Villa-Boas Revealed He No Longer Talk to Mourinho

“We had a great personal and professional relationship. It broke down. We don’t talk now” says AVB of his old boss before weekend clash
Andre Villas-Boas admits his relationship with former mentor Jose Mourinho has “broken down”, but added: “I don’t lose any sleep.”

Tottenham coach Villas-Boas will pits his wits against the Special One, who he worked under at three clubs over seven years, for the first time when Chelsea visit the White Hart Lane side on Saturday.

AVB was a scout for Portuguese countryman Mourinho at Porto, Chelsea and Inter Milan before launching his own management career.
But these days the two are barely on speaking terms.

“We had a great personal and professional relationship before that we don’t have now,” said the 35-year-old. “I don’t think we need explanations on friendship and personal relationships. But our relationship broke down.

“I think we have the mutual respect for each other, and we understand what we have been through cannot just disappear, but it’s not like it was before.

“We don’t talk now. We talked at the Premier League managers’ meeting in August, but not since then. I don’t lose any sleep.”

AVB will not even share a glass of wine with Mourinho after the game, as the Spurs boss will immediately leave to be “guest of honour” at his former club Porto’s 120th anniversary celebrations.

However, Mourinho, who made the club European champions in 2004 before leaving to boss Chelsea, is not expected to attend the function.
AVB lasted only 40 games at Stamford Bridge in 2011-12, and now Mourinho is encountering similar problems in changing the culture of the west London club.

“I don’t care about Chelsea,” Villas-Boas stated. “It’s not my responsibility.”

The simmering tension between the two ex-friends was evident long before the build-up to this weekend’s top-of-the-table clash at White Hart Lane.

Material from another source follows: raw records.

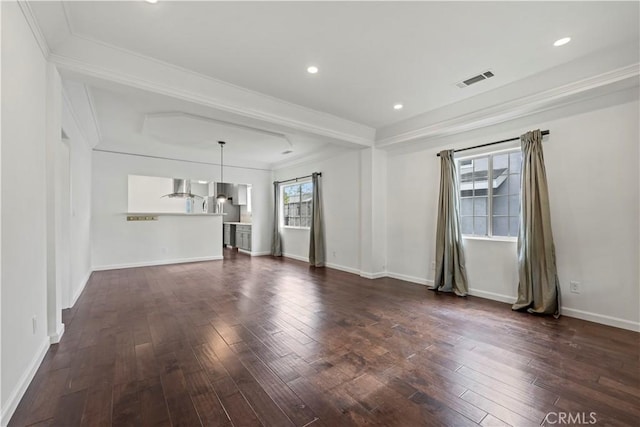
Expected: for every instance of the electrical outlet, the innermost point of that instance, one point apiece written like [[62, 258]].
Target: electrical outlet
[[574, 287]]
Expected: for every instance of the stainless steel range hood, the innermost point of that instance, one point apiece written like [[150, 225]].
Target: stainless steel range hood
[[181, 189]]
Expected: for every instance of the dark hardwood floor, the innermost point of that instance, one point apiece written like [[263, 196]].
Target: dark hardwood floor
[[264, 341]]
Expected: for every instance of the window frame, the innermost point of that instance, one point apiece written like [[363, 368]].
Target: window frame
[[282, 204], [489, 155]]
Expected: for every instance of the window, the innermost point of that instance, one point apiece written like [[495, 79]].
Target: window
[[490, 194], [296, 204]]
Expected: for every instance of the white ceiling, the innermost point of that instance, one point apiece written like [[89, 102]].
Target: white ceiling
[[172, 78], [370, 54], [146, 123]]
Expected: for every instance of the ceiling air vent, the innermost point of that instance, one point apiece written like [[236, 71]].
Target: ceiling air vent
[[475, 79]]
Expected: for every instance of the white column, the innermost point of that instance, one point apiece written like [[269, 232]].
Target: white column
[[55, 327], [373, 212]]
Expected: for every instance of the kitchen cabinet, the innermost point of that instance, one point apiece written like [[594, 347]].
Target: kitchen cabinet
[[239, 194], [243, 237], [228, 236]]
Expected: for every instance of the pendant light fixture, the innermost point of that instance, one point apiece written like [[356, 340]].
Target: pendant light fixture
[[221, 197]]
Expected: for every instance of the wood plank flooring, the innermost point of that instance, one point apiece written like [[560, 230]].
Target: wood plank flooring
[[265, 341]]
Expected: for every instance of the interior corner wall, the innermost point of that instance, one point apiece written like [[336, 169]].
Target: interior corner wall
[[80, 167], [341, 203], [23, 244], [116, 243], [592, 164]]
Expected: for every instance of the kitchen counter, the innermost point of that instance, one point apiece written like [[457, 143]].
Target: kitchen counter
[[172, 214]]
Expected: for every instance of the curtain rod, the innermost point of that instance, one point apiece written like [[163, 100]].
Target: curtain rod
[[300, 177], [544, 132]]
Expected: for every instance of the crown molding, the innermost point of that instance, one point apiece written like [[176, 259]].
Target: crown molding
[[517, 108], [25, 7]]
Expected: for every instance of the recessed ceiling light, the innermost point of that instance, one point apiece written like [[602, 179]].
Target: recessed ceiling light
[[562, 41]]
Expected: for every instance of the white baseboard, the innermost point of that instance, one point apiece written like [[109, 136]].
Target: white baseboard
[[55, 339], [297, 257], [264, 253], [23, 383], [412, 279], [600, 318], [160, 262], [78, 291], [492, 296], [342, 268], [368, 275]]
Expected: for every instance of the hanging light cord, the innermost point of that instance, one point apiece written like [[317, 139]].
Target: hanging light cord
[[221, 161]]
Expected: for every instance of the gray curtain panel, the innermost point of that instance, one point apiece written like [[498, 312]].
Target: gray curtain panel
[[450, 273], [276, 241], [538, 290], [316, 233]]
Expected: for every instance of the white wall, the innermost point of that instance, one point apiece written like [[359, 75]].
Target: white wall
[[24, 287], [118, 243], [592, 168], [341, 203], [80, 162]]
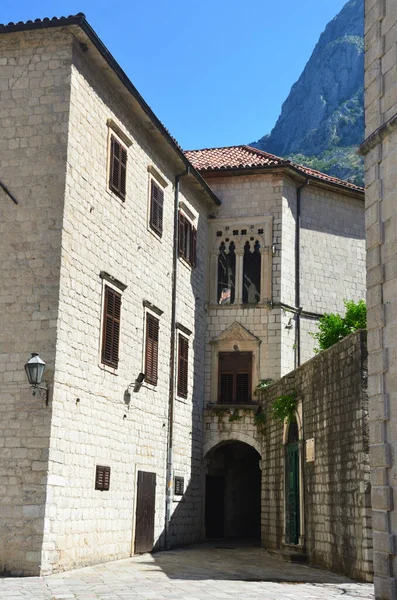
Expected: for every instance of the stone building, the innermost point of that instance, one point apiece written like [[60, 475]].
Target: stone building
[[303, 486], [138, 288], [380, 149]]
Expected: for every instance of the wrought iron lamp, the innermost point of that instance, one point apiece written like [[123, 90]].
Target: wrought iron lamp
[[35, 370]]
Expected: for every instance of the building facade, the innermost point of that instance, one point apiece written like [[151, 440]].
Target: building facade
[[380, 149], [139, 289]]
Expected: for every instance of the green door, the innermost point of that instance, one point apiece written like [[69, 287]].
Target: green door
[[293, 508]]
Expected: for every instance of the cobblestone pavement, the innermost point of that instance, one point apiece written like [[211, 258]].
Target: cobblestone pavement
[[203, 572]]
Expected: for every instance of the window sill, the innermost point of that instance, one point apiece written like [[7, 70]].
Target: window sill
[[154, 233], [261, 304], [117, 198], [186, 263], [249, 406], [108, 369]]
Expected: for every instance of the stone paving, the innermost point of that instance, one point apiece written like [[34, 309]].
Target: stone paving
[[203, 572]]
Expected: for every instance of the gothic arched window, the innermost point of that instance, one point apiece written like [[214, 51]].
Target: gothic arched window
[[251, 274], [226, 273]]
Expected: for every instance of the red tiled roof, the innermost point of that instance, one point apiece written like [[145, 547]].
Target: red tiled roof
[[247, 157]]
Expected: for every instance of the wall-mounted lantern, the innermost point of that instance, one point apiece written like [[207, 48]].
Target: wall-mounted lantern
[[35, 370]]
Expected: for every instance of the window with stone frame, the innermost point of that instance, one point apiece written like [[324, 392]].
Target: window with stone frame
[[156, 207], [183, 362], [111, 328], [117, 167], [151, 349], [251, 272], [226, 273], [187, 240], [235, 377]]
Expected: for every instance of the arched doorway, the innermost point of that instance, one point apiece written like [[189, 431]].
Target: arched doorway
[[292, 484], [233, 492]]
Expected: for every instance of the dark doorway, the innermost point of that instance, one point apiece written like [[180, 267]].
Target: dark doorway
[[233, 492], [145, 511], [214, 506]]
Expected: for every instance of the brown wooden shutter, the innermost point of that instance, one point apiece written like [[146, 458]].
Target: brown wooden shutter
[[118, 167], [156, 208], [193, 246], [183, 361], [182, 235], [151, 352], [111, 327], [235, 377], [102, 478]]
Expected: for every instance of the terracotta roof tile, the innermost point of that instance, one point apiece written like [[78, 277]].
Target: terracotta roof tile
[[247, 157]]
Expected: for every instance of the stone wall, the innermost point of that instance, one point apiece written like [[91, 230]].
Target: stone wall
[[335, 488], [58, 107], [380, 149], [34, 113], [102, 233]]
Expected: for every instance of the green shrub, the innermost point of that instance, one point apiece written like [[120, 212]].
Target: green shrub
[[284, 407], [333, 327]]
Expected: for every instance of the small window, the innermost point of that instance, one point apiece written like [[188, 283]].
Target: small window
[[226, 273], [111, 327], [102, 478], [152, 349], [179, 486], [187, 240], [156, 207], [118, 167], [183, 358], [235, 377], [251, 274]]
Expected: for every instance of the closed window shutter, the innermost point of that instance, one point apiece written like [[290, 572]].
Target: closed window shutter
[[156, 208], [183, 361], [111, 327], [193, 246], [123, 172], [118, 167], [181, 236], [235, 377], [151, 352], [102, 478]]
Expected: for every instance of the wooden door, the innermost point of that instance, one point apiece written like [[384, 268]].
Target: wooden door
[[145, 511], [293, 508]]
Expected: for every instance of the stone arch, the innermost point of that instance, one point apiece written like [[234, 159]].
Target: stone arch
[[222, 438]]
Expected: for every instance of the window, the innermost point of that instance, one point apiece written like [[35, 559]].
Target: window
[[183, 357], [251, 274], [111, 327], [226, 273], [187, 240], [179, 486], [156, 207], [102, 478], [151, 349], [118, 167], [235, 377]]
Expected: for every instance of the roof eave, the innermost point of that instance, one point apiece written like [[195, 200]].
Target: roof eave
[[284, 167]]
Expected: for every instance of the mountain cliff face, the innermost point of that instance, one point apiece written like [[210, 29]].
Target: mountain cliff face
[[322, 120]]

Mourinho took great delight in signing Willian after he had completed a medical at Spurs – and AVB cheekily asked about the availability of Juan Mata before the transfer window closed.

On Thursday, Villas-Boas was keen to establish clear blue water between between him and the Chelsea coach, both in a long interview for French newspaper L’Equipe – and during his pre-match briefing at Spurs Lodge.

“The comparisons are difficult to accept for different reasons,” said the 35-year-old. “When you start a coaching career, everyone looks at where you came from. I learned from Jose Mourinho but I’m completely different from him in terms of personality, methods of work and communication. We have different philosophies.

“Of course, Jose was very important in my career, and he gave me experience I would not have had with anyone else. We had a great working relationship, we won, but as soon as we split, I started to do things my way.

“I don’t want to analyse the philosophy of Jose. My philosophy is to have attacking teams, who take the initiative, who like to have the ball. It doesn’t matter the match – you play to win and sometimes you pay the price.”

That certainly sounds different from arch-pragmatist Mourinho, who played without a striker to secure a goalless draw at Old Trafford.
AVB was asked if there was anything in his fellow Portuguese’s style that he deliberately avoided.

“I’m not sure if I can give you that answer because you will put it in a negative way,” he smiled. “I think there are things that we do dramatically differently but it’s more for you to investigate and write. “

AVB added: “Our break-up point was because I was full of ambition to give him something extra and I wanted further involvement for the job I was doing at that time, which was scouting and match preparation.

“But he felt he did not need to have someone alongside him. Therefore, I decided to think about my own career.”

Villas-Boas took over at lowly Portuguese club Academica Coimbra – before following in Mourinho’s footsteps in management at Porto and arriving at Chelsea in 2011.

He was fired in March 2012 after a dressing-room rebellion.

But the Tottenham boss insists he is now a better manager as he took a thinly-veiled swipe at the Blues old guard.

“Chelsea was an experience for me because it allowed me to understand that there are some things I could not do,” he said.

“I was just the same coach as at Porto.

“I had a direction I wanted the team to follow. But I did not have enough support to follow this direction.

“It was a good thing, in the end, because this experience has taught me a lot and now in Tottenham, I do things differently.

“I learned in a school (Porto) where the team was more important than any player. But now I’m more rounded, I maybe deal better with the important players. I treated everyone the same way at Chelsea.

“For you to stick to such a decision, you need the support of the club, and you don’t find that everywhere. In Porto, yes.

“It was an experience that I had to live. It made me very strong.

“I failed, it is true. I had to win and I failed. It could have been possible but it was perhaps impossible.”

Another difference from Mourinho’s first spell at Chelsea.